According to the Minister, the OECD minimum tax agreement has taken the Estonian tax system into consideration. Nevertheless, it is important to ensure that the European Union proposal will not extend the tax beyond what’s already agreed.
The European Commission is expected to publish the proposal for the minimum tax directive on December 22. No new details have been announced about the second half of the OECD Statement, the so called digital tax.
„It is crucial for the tax on digitalized economy to progress as speedily as the minimum tax. The two pillars form equal parts of the OECD tax deal. Without one, the whole construction will collapse,“ the Minister announced.

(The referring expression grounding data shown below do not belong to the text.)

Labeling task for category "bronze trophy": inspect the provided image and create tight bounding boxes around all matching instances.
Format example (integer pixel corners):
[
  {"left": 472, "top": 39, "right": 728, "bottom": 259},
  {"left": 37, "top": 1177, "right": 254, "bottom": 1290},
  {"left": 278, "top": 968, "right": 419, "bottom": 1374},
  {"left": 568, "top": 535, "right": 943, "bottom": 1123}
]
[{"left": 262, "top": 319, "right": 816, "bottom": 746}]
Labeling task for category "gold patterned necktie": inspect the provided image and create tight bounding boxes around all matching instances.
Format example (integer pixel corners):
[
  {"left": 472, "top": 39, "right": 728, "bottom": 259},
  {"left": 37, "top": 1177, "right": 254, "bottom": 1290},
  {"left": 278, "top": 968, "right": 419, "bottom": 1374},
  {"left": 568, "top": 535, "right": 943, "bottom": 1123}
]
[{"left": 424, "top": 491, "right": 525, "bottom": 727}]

The EU finance ministers gathered in Brussels on Tuesday to discuss the amendments to the Code of Conduct on Business Taxation. The Code, dating back to 1997, embodies a political commitment by the EU member states to curb tax measures that constitute harmful tax competition.
A member state seeking to introduce a tax incentive that departs from its general tax rules is required to inform the Code of Conduct Group, which will then assess the tax measure as harmful or not.
The debate on amendments to the Code has been carrying on for the last few years but was recently stopped to prioritize the OECD reform. This Tuesday, the issue under discussion was extending the scope of the Code to the general features of a tax system that may give rise to a tax exemption or double non-taxation.